Motivation: trying to prove that if $K \subseteq \mathbb{R}$ is compact (and thus, by the Heine-Borel theorem, closed and bounded), then this implies that any open cover for $K$ has a finite subcover.
Exercise: In order to prove the above, I first need to show the following:
Let $\{ O_\lambda \mid \lambda \in \Lambda \}$ be an open cover for $K$ and, for contradiction, let us assume that no finite subcover exists for $K$. Let $I_0$ be a closed interval containing $K$, and bisect $I_0$ into two closed intervals $A_1$ and $B_1$. Why must either $A_1 \cap K$ or $B_1 \cap K$ (or both) have no finite subcover consisting of sets from $\{O_\lambda \mid \lambda \in \Lambda \}$?

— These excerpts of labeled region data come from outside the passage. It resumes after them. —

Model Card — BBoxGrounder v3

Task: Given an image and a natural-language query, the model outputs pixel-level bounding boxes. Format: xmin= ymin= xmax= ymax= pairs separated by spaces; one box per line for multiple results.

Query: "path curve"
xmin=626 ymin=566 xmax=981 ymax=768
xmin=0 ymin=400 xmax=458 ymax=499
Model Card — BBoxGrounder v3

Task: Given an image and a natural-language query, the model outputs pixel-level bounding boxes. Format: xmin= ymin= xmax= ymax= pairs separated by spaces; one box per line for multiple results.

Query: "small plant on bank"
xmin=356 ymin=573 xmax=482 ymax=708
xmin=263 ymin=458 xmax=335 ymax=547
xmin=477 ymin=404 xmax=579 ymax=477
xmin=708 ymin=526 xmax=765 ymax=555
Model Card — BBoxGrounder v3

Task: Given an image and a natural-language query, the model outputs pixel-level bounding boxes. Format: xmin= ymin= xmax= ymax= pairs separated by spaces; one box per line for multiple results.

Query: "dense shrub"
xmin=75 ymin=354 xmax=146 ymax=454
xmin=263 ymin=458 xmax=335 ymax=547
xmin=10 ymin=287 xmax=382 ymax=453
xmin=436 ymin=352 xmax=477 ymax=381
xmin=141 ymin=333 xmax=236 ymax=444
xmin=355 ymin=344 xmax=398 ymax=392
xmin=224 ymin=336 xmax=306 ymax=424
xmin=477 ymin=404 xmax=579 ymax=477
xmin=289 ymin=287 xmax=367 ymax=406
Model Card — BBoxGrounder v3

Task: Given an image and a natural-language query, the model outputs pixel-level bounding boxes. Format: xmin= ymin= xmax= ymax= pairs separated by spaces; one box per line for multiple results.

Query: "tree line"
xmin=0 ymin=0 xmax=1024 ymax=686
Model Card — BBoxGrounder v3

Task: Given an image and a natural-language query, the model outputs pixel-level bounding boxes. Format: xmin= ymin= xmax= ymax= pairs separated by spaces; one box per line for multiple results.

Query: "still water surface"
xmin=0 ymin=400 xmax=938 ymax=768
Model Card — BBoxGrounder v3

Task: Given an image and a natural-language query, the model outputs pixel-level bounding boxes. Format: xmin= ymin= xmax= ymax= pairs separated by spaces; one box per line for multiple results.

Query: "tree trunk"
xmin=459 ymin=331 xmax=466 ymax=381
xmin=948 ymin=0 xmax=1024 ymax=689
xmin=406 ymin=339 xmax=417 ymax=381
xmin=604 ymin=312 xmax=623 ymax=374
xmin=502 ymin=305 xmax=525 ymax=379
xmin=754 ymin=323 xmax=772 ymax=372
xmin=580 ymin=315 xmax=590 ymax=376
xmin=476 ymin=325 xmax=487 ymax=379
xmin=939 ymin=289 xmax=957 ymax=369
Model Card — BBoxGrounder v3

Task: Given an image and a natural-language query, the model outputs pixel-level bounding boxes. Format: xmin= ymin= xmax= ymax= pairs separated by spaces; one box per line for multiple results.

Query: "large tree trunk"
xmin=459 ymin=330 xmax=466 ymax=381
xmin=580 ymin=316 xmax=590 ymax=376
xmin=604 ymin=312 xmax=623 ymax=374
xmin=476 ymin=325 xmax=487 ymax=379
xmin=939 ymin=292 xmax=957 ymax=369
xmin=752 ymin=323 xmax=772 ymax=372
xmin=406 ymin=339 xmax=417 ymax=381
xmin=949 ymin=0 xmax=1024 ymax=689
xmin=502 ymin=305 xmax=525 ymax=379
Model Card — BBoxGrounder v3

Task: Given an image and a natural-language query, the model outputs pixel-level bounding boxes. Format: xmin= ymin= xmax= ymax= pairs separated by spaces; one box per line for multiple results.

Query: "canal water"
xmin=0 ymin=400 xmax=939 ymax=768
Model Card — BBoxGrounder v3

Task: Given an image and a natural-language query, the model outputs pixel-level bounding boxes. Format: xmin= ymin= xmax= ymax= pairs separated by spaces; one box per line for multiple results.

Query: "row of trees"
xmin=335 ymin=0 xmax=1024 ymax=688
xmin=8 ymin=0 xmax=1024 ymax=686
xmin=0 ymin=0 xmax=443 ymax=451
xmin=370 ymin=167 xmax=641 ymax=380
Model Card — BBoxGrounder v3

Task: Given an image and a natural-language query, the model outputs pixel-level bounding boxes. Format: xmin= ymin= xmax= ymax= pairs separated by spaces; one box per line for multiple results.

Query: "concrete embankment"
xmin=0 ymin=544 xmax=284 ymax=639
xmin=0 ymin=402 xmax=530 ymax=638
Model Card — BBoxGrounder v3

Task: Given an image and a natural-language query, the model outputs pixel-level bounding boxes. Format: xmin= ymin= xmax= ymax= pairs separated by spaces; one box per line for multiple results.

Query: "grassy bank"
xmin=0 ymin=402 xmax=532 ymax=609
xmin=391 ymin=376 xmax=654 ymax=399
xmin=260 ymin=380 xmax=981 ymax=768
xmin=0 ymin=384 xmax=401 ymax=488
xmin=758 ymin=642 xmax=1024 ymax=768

I'm not sure how to prove the above. Since by assumption $K$ has no finite subcover, this means that: \begin{equation} K \subsetneq O_{\lambda_1} \cup O_{\lambda_2} \cup \cdots \cup O_{\lambda_n} \end{equation} Now, if we cut $I_0 \supseteq K$ into two intervals, then surely there will be a point $x \in K \subseteq I_0$, with $x \notin O_{\lambda_1} \cup O_{\lambda_2} \cup \cdots \cup O_{\lambda_n}$, such that: \begin{equation} x \in A_1 \cap K \subsetneq O_{\lambda_1} \cup O_{\lambda_2} \cup \cdots \cup O_{\lambda_n} \end{equation} or: \begin{equation} x \in B_1 \cap K \subsetneq O_{\lambda_1} \cup O_{\lambda_2} \cup \cdots \cup O_{\lambda_n} \end{equation} Does this count as a valid proof? I feel like I'm missing something, but am not sure what it is.
Your proof idea works, but the phrasing is imprecise and crucial details are left out. What you're trying to do is to show that for any finite subcollection $O_{\lambda_1},\ldots O_{\lambda_n}$,the following holds: $A\cap K\subsetneq O_{\lambda_1}\cup\ldots \cup O_{\lambda_n}$ or $B\cap K\subsetneq O_{\lambda_1}\cup\ldots \cup O_{\lambda_n}$. This amounts to showing that there is an $x\in A\cap K$ or an $x\in B\cap K$ such that $x\not \in O_{\lambda_1}\cup\ldots \cup O_{\lambda_n}$.
Now, since by assumption $K\subsetneq O_{\lambda_1}\cup\ldots \cup O_{\lambda_n}$, there is an $x\in K$ such that $x\not \in O_{\lambda_1}\cup\ldots \cup O_{\lambda_n}$. Furthermore, since $K\subset A\cup B$, we must have $x\in A$ or $x\in B$ (or both), so $x\in A\cap K$ or $x\in B\cap K$.